Stacking focuses on creating a combiner model. Training a learning algorithm to combine the predictions of several other learning algorithms.
- All base models are trained with available data.
- Combiner model takes original input plus the final output of all underlaying models.
Logistic regression is often used as the combiner.
Stacking has been empirically proven to give the best results but costing more computational power and memory.
Bucket of Models
Bucket of Models introduces a model selection algorithm that chooses the model to be used for each problem.
Model selection approaches:
- Cross-validation Selection aka. Bake-off Contest: train all models with the training samples and use the one that got the highest accuracy.

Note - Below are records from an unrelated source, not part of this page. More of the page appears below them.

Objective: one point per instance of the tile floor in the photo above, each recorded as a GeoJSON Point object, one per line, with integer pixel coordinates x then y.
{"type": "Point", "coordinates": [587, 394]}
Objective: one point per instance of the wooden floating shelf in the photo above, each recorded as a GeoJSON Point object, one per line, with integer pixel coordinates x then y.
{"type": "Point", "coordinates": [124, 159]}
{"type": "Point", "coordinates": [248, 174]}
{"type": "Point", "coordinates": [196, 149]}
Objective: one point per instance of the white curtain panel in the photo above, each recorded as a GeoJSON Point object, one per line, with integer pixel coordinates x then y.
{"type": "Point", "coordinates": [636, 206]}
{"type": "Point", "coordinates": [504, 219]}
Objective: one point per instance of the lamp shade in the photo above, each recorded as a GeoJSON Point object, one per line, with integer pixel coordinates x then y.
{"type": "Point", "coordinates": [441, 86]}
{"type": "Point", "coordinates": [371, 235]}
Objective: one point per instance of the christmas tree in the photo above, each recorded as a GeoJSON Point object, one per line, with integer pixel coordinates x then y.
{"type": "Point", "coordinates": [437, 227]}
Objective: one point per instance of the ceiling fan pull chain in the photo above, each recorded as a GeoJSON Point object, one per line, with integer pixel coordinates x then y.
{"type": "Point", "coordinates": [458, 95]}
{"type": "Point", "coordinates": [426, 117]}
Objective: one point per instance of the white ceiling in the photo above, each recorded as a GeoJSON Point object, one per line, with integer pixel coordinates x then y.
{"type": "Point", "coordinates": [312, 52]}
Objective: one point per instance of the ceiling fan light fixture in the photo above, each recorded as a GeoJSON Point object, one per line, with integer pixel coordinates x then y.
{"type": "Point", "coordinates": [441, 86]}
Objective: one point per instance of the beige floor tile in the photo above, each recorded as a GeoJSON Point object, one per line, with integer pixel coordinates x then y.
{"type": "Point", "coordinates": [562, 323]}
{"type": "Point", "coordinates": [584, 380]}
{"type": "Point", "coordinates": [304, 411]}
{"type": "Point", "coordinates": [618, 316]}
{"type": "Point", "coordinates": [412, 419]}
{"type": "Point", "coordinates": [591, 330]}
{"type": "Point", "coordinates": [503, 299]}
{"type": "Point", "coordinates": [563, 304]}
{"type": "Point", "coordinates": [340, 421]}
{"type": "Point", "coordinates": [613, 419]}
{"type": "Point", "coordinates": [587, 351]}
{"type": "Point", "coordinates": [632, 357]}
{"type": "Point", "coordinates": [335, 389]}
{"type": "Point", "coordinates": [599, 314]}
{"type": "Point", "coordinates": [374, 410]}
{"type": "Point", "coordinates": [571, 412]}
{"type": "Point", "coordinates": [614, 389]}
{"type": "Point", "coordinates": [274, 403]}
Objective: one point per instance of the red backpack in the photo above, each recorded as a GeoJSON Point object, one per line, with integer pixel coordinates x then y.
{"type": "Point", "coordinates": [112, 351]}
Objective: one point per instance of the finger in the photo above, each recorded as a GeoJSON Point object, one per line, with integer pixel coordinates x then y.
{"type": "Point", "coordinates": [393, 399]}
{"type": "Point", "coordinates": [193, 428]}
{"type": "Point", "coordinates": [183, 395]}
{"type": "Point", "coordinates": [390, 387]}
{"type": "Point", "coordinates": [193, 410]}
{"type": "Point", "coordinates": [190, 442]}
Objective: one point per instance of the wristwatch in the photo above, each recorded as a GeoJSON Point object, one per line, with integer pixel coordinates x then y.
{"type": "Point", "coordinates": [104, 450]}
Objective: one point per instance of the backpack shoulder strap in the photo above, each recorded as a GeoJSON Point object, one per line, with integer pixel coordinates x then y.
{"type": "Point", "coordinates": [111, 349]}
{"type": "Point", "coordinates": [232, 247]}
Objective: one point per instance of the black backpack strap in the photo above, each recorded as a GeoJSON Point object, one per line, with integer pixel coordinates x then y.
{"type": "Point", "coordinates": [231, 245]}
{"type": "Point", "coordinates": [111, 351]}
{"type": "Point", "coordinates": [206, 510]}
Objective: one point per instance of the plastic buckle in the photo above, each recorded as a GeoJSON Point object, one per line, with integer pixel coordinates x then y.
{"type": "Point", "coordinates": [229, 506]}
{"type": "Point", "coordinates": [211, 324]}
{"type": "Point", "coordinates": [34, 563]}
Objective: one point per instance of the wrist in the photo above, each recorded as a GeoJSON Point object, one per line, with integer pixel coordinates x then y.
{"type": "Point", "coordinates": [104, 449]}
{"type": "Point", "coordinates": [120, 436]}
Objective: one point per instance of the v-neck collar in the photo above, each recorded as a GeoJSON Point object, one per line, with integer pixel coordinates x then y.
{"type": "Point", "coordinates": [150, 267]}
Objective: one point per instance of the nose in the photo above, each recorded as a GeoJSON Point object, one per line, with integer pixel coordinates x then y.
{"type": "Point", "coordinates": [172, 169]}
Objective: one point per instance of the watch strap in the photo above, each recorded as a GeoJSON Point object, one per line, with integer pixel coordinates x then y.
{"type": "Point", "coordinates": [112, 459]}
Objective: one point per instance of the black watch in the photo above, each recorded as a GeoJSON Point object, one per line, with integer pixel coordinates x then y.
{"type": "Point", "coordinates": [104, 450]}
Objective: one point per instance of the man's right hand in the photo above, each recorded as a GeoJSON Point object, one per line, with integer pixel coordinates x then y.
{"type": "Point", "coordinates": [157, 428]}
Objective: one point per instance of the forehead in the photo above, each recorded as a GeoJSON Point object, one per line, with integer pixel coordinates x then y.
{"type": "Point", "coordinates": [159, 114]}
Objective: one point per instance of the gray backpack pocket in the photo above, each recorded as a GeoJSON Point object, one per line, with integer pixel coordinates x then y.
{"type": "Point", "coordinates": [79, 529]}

- Gating: train another machine learning model to decide which of the underlying models to use.
- Landmark Learning: use all the fast algorithms in the bucket, then use results from these models to help determine which slow algorithms will most likely to do best.
Also known as Cascading Classifiers when applied in classification problem.
A sequence of several models, using all information collected from the output from a given model as additional information for the next model in the cascade.
There can also be confidence thresholds to control the cascading.
1st model tells if an ad is clearly a malicious ad or not. If it is clearly not malicious, return response and continue to the next sample. If result is unclear or clearly malicious feed features to all malicious detection models to see in which categories does it go to.
Bayesian Model Averaging (BMA)
Also called Bayesian Parameter Averaging (BPA), Bayesian Model Selection (BMS) or Bayesian Adaptive Sampling (BAS).
Approximate Bayes Optimal Classifier and combine hypotheses using Bayes' Law, thus making it practically implementable unlike BOC.
This approach frequently has worse performance than other ensemble methods and requires further research.
Bayesian Model Combination (BMC)
BMC is an extension to Bayesian Model Averaging. Instead of sampling each model individually, it samples from the space of possible ensembles.
Usually works better than BMA and bagging, but is more computationally expensive.